Okay, I’m back. So… there you have it. Before I sign off, here are a few links you might want to check out… assuming you’re a glutton for punishment that is. Here’s the press release from the Federal Reserve describing the investigation’s conclusion: For Immediate Release from the Federal Reserve Board of Governors
And here’s the press release from the OCC, which has links to the actual enforcement actions against the eight servicers called out by that agency’s investigation: OCC Takes Enforcement Action Against Eight Servicers for Unsafe and Unsound Foreclosure Practices
I should mention that this farce of an investigation by our federal banking regulators is not precluding the state attorneys general from continuing to pursue their own independent… and God willing… more stringent settlement with the mortgage servicers… and reports are that they will continue to do just that. Not that I have much faith that the 50 AGs are going to do all that much more… but I don’t see how they could accomplish any less.
And those critical of the Fed’s investigation and “enforcement action,” if it can even be called that, are making their voices heard with literally dozens of consumer advocacy organizations speaking out against the wholly insipid outcome, arguing that the consent decrees do not hold servicers accountable for illegal practices or stop avoidable foreclosures.
Numerous agencies signed onto a letter sent to Ben Bernanke, Sheila Bair, John Walsh (OCC) and John Bowman (OTS) asking that the Feds work with the state AGs on a tougher settlement. Among other things, the letter states:
“Millions of homeowners have been victimized by the fraudulent and abusive practices of mortgage servicers whose staff are trained for collection activities rather than loss mitigation, whose infrastructure cannot handle the volume and intensity of demand, and whose business records are a mess.
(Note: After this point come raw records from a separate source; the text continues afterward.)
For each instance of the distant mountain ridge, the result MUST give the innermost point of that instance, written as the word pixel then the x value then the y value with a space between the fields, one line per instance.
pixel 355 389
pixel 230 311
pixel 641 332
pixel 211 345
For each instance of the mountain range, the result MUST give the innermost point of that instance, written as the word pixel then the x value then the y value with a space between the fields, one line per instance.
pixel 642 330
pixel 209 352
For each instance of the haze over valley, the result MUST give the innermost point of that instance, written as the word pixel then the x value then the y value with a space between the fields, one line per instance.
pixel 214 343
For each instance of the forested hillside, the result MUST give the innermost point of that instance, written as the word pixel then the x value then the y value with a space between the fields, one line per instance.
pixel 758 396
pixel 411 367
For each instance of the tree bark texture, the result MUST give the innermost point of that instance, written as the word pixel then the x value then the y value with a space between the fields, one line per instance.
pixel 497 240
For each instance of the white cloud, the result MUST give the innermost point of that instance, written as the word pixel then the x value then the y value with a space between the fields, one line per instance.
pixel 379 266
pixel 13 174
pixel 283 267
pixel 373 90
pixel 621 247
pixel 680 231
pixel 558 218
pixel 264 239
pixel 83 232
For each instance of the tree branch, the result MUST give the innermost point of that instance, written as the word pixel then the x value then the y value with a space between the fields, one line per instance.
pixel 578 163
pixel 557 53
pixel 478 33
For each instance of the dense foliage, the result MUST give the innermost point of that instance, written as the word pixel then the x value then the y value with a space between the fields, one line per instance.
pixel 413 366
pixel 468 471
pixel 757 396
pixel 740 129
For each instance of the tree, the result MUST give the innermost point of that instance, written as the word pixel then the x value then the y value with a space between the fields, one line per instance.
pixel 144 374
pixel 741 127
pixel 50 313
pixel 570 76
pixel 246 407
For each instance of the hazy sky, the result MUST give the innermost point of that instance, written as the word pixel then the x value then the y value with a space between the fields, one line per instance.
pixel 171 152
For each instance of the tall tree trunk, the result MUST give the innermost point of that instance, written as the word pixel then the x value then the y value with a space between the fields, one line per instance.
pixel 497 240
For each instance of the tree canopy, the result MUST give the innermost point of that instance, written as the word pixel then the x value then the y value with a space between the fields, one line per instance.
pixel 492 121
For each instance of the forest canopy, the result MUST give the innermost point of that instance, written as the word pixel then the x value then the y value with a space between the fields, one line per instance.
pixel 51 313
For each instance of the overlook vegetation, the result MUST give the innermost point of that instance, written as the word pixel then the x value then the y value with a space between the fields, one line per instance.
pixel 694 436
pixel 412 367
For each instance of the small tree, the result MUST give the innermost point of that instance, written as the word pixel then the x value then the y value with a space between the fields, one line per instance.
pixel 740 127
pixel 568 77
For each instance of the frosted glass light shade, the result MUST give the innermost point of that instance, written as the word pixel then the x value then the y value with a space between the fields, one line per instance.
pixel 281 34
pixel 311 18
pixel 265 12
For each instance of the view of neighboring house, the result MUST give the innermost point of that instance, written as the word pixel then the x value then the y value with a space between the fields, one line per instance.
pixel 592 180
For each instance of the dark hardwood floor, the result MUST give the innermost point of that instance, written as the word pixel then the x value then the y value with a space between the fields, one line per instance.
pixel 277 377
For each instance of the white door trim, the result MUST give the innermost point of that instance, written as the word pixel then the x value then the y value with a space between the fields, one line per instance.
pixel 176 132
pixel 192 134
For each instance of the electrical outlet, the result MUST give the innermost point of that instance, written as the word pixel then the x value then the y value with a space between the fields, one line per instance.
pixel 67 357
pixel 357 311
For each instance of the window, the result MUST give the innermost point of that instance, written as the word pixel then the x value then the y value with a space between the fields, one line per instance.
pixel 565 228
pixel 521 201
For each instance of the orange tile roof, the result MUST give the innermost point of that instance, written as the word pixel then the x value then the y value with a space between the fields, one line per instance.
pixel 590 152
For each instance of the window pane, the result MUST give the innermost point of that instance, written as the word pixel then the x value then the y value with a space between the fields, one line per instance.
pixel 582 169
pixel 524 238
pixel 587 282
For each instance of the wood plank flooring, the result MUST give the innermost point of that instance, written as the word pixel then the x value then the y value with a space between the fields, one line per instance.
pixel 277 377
Servicers falsify court documents in large part because they have not kept the accurate records of ownership, payments and escrow accounts that would enable them to proceed legally. The robo-signing allegations are the most obvious evidence that servicers are routinely failing to comply with the requirements of the laws and contractual provisions to which they are subject and the tip of the iceberg of servicer noncompliance.
These proposed consent orders also appear to do nothing to ensure that homeowners will be protected from past and existing abuses in the mortgage servicing process. The standards and methodology for the third-party review are vague. The proposed orders also provide no guidelines on loss mitigation or on evaluations for core servicing abuses, including application of payments, assessment of fees, or force placed insurance. Finally, the servicers may seek to inappropriately use these self-fashioned reviews as shields against other actions against them by homeowners or government enforcement agencies.
The proposed consent orders do not provide the accountability and rigor required to right this foreclosure crisis. They are clearly not intended to do so. We request that you withdraw the proposed orders and work with the state Attorneys General and United States Department of Justice on a joint settlement.”
So… what will happen next? I honestly have no idea. On one hand, I’d like to believe that my fellow citizens could not possibly abide this kind of flagrant corruption, dereliction of duty and at the utmost best… absolute ineptitude.
On the other hand, are you following American Idol this season? I just love the guy that plays the stand-up bass, don’t you? He won’t win, but he has great taste in music, I think. And what about Obama’s birth certificate… Trump in ’12?